La mort du «roi des rois», ex-futur président des Etats-Unis d’Afrique, ancien Guide de la Jamahiriya libyenne, suscite de nombreux doutes, interrogations et incertitudes. Le dictateur a-t-il été assassiné, comme se le demandent quelques défenseurs des droits de l’homme et comme le laisse entendre la demande d’une enquête de l’ONU ? Malgré leur implication directe et soutenue, les pays de l’Occident vont-ils avoir les bénéfices escomptés ? Quelles seront les conséquences pour les pays de la bande sahélo-saharienne dont le Mali ?
Le colonel Mouammar Kadhafi est mort comme il a vécu. Dans la violence et le sang, dans la liesse populaire également, entouré de sa garde rapprochée. Après plusieurs mois de cavale, il a finalement été déniché par les rebelles du Conseil National de Transition (CNT). Les circonstances exactes de sa mort nourrissent encore la controverse. Selon les uns, notamment les autorités françaises, il a été touché et grièvement blessé lors d’une attaque de sa colonne qui tentait de s’enfuir. Pour les autres, il était en bonne santé et jouissait de toutes ses facultés lorsqu’il a été tiré d’un canal d’irrigation d’où des rebelles du CNT l’ont attrapé pour le livrer à un lynchage populaire.

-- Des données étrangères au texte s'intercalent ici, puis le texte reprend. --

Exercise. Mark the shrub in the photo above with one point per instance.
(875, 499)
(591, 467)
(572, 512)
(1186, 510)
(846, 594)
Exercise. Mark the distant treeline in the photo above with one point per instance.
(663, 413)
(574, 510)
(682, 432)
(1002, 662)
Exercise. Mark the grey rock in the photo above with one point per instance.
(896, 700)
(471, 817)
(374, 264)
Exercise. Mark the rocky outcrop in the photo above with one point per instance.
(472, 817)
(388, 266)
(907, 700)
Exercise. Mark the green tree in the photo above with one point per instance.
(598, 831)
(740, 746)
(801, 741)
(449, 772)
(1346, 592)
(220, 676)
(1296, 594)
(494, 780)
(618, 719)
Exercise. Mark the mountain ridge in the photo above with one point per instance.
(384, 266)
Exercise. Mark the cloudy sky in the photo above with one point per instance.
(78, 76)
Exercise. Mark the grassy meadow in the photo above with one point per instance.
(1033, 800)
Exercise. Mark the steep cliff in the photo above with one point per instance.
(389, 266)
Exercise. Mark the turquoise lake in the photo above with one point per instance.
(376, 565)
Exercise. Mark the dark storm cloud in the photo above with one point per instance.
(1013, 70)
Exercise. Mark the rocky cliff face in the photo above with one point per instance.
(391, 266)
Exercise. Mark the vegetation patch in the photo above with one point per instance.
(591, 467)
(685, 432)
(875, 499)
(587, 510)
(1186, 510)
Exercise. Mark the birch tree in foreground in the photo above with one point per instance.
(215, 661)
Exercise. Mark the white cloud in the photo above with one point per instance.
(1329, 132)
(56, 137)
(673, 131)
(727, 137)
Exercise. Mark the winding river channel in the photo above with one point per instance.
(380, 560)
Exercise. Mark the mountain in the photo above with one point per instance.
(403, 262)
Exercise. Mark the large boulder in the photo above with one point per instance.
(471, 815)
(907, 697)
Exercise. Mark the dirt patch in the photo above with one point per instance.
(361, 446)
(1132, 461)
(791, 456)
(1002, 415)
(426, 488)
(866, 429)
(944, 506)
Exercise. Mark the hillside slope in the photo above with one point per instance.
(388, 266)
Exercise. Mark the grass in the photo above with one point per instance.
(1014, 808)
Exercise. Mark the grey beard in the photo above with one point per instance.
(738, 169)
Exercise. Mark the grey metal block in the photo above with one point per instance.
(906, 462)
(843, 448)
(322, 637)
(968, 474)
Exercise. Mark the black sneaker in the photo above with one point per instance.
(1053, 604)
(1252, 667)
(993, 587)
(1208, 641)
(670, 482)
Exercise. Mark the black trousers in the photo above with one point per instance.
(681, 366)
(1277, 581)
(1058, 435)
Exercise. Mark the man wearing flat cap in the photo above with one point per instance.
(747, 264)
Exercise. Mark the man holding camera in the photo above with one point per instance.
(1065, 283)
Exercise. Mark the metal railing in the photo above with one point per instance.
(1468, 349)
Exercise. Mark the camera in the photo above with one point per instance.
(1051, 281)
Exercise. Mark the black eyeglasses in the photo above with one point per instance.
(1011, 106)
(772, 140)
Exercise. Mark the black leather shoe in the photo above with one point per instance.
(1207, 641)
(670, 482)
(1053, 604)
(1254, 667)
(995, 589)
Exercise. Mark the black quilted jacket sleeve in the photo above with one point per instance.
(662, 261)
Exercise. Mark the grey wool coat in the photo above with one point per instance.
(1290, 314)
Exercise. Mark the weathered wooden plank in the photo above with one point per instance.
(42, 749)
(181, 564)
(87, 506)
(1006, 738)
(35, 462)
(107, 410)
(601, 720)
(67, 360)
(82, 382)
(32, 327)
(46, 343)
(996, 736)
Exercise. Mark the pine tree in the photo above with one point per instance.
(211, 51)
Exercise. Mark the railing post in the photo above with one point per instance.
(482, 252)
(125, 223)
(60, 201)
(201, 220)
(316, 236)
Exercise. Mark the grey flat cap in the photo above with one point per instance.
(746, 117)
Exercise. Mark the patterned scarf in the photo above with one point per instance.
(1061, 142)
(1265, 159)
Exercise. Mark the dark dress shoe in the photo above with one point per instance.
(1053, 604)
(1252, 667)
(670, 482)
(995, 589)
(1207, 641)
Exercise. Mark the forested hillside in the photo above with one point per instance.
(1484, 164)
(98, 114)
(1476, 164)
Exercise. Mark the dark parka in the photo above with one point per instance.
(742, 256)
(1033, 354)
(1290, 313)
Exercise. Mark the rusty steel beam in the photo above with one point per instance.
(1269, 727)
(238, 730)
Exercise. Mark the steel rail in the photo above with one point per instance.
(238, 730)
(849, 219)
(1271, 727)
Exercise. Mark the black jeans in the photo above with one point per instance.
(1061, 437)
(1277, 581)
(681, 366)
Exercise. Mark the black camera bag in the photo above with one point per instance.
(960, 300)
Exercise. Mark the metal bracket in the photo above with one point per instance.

Dans les deux cas, les nouvelles autorités libyennes doivent répondre devant la justice internationale. L’ONU a exigé une enquête et a l’obligation de faire aboutir cette procédure. Il faut que le monde entier sache si, effectivement, la France, Sarkozy en tête, n’aurait pas voulu que le dictateur libyen soit capturé vivant et se mette à parler, au cours d’un procès juste et équitable, de ses relations particulières, troubles et étranges avec certains responsables politiques français, en particulier avec l’actuel locataire de l’Elysée dont il aurait financé la campagne.
Sur un tout autre plan, la mort ou plutôt l’assassinat présumé, de Mouammar Kadhafi est loin de résoudre tous les problèmes de la Libye. Du moins, en ce qui concerne les relations de ce pays avec l’Occident. S’il est vrai qu’à part le président vénézuélien, Hugo Chavez, aucun chef d’Etat, africain, arabe ou autre, n’a officiellement regretté ou pleuré la mort de Kadhafi, les grands décideurs de la chute du Libyen, ceux de l’OTAN en tête, sont loin de jubiler, ayant plutôt tendance à déchanter. En effet, dès l’annonce de la libération de la Libye, le chef du CNT déclare que les lois, toutes les lois de son pays s’inspireront désormais de la «charia», autrement dit, l’Occident devrait compter à ses portes avec un nouvel Etat islamique (islamiste intégriste ?). Avec une Tunisie où les ardeurs des islamistes ne sont pas encore calmées ; une Egypte déchirée par les conflits de religion, en particulier entre islamistes et chrétiens ; une Algérie où on continue d’égorger au nom de l’islam ; les Occidentaux auront beaucoup à faire dans le sens qu’ils veulent impulser à la démocratisation des pays arabes.
Dans l’immédiat, ils pourraient cependant bénéficier de la nécessité pour les Libyens de s’atteler rapidement à la reconstruction de certaines infrastructures (usines, routes, ponts, édifices, etc.) et à la réorganisation de l’administration. Mais surtout, il urge pour les nouvelles autorités de construire enfin une vraie Nation, débarrassée de toutes les poches de tension et de résistance (créées par Kadhafi au fil des victoires du CNT), et réaliser une vraie unité nationale. Une gageure. Débarrassés de l’ennemi commun, les gagnants du jour auront à faire face aux divergences et divisions internes, les différentes composantes de la rébellion n’ayant pas agi avec les mêmes motivations et convictions. Et sur ce plan, les Occidentaux n’auront pas leur mot à dire, ou si peu.
Quant aux conséquences, elles risquent d’être dramatiques pour les pays d’accueil des ex-combattants ou mercenaires en Libye.